Droplet: CPU-Optimized 16GB ($144/month)
Managed PostgreSQL: 4GB ($60/month)
Total: ~$204/month
Migration time: 2 hours (simpler than AWS)

Google Cloud Platform

Compute Engine: n2-standard-8 ($194/month)
Cloud SQL PostgreSQL: db-n1-standard-2 ($94/month)
Total: ~$288/month
Migration time: 2.5 hours

Hetzner Cloud (Cheapest)

CX51: 16 vCPU, 32 GB RAM (€44/month ~$48)
Postgres: Managed DB (€20/month ~$22)
Total: ~$70/month
Migration time: 1.5 hours (if already familiar)

Recommendation: DigitalOcean for emergencies (simplest) or Hetzner if cost-critical.

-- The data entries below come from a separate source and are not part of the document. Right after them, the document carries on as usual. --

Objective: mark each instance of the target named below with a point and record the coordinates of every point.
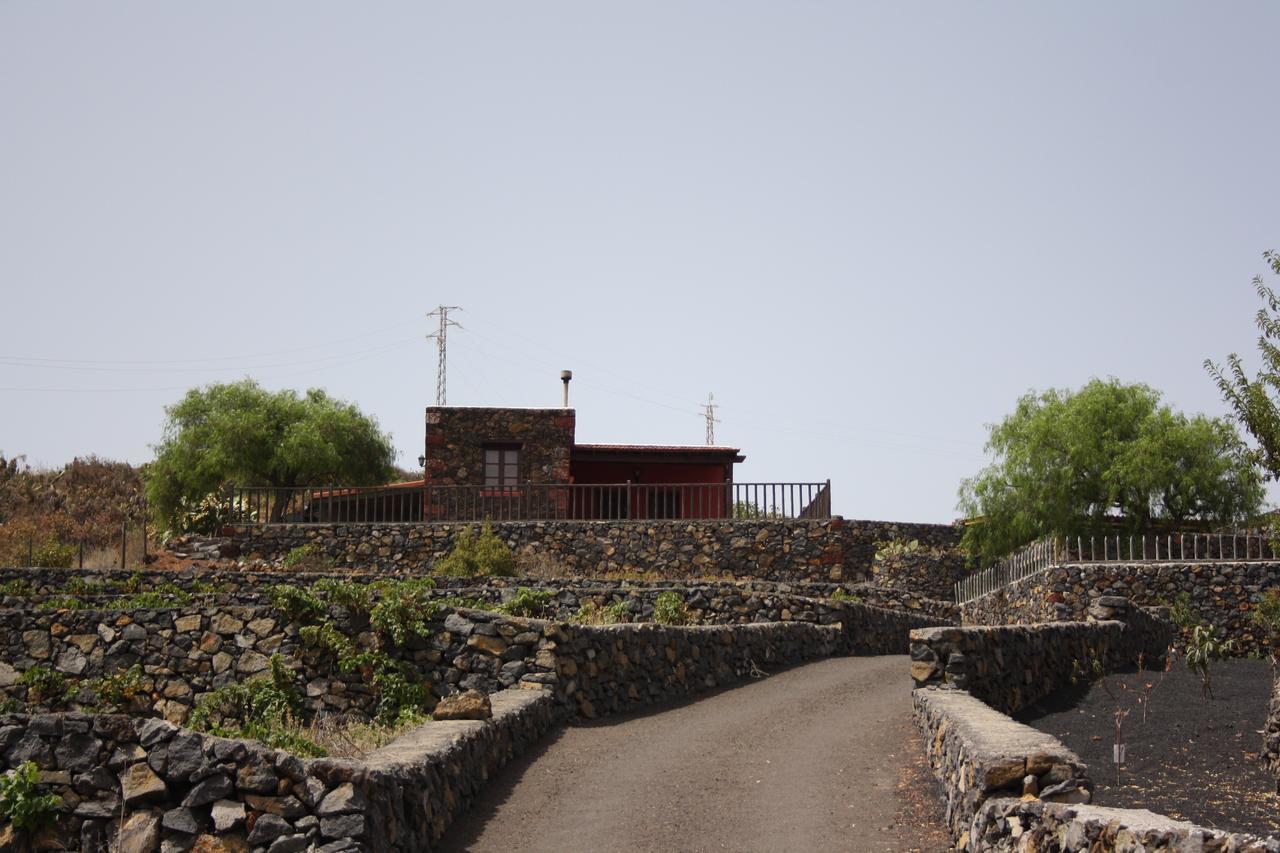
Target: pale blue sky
(865, 228)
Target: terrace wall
(713, 601)
(1221, 593)
(782, 550)
(1011, 666)
(1009, 787)
(133, 783)
(187, 652)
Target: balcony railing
(529, 502)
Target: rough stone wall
(456, 438)
(1008, 825)
(717, 601)
(1010, 789)
(978, 753)
(1221, 593)
(187, 652)
(1010, 666)
(782, 550)
(931, 574)
(135, 784)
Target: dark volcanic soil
(1193, 758)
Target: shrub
(120, 689)
(44, 685)
(592, 614)
(17, 588)
(1202, 649)
(309, 557)
(264, 708)
(296, 603)
(895, 548)
(670, 609)
(21, 801)
(484, 557)
(528, 602)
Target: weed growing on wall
(670, 609)
(397, 612)
(471, 557)
(309, 557)
(526, 602)
(21, 801)
(44, 685)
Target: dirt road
(803, 760)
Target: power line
(709, 406)
(439, 337)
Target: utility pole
(438, 336)
(709, 413)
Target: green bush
(118, 690)
(265, 708)
(44, 685)
(309, 557)
(296, 603)
(528, 602)
(471, 557)
(670, 609)
(21, 801)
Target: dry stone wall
(1011, 666)
(716, 602)
(1010, 789)
(187, 652)
(137, 784)
(782, 550)
(1220, 593)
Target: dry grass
(351, 738)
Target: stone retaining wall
(135, 784)
(1010, 788)
(1221, 593)
(716, 602)
(784, 550)
(187, 652)
(1014, 826)
(979, 753)
(1011, 666)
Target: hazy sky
(865, 228)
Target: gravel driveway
(803, 760)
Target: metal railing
(528, 502)
(1151, 547)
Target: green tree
(243, 433)
(1110, 454)
(1255, 401)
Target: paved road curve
(803, 760)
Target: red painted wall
(704, 497)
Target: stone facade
(713, 601)
(1010, 789)
(782, 550)
(187, 652)
(978, 753)
(1011, 666)
(1013, 826)
(1221, 593)
(456, 439)
(135, 784)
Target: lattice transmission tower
(440, 346)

📋 POST-MIGRATION CHECKLIST

Within 24 hours:

Set up automated backups (RDS snapshots)
Configure CloudWatch alarms
Update monitoring (Sentry, Grafana)
Test backup/restore procedure
Document new infrastructure
Update .env.production in git (encrypted)

Within 1 week:

Apply cost optimizations (Reserved Instances)
Set up multi-AZ for RDS (high availability)
Configure Auto Scaling (if needed)
Conduct post-mortem on outage
Update disaster recovery plan

🛡️ PREVENTION (Avoid Future Emergencies)

Automated Backups
- Database: Daily to S3
- Docker images: Push to registry daily
- Config files: Git repository
Monitoring & Alerts
- Uptime monitoring (UptimeRobot, Pingdom)
- Server health (CPU, RAM, disk)
- Alert on 5min downtime
Redundancy
- Keep AWS account ready (don't wait for emergency)
- Test migration quarterly
- Document all credentials securely (1Password, Vault)
Disaster Recovery Testing
- Quarterly: Full migration drill
- Monthly: Backup restore test
- Weekly: Verify backups exist

📞 EMERGENCY CONTACTS

Save these NOW:

AWS Support: +1-877-742-2911 (24/7 for Premium Support)
Cloudflare Support: Dashboard → Support → Create ticket
Your team leads: [FILL IN]
Database expert: [FILL IN]

SUCCESS CRITERIA

Emergency migration complete when:

Game server responding to WebSocket connections
Database restored and accessible
DNS pointing to new infrastructure
Players can connect and play
Data verified (spot check user accounts)
Monitoring operational
Backups configured
Team notified

Expected Downtime: 2-4 hours (depending on backup size and preparation)

Document Version: 1.0
Last Tested: Never (test quarterly!)
Next Test Date: [SCHEDULE THIS]

CRITICAL: Test this plan quarterly. An untested disaster recovery plan is worthless.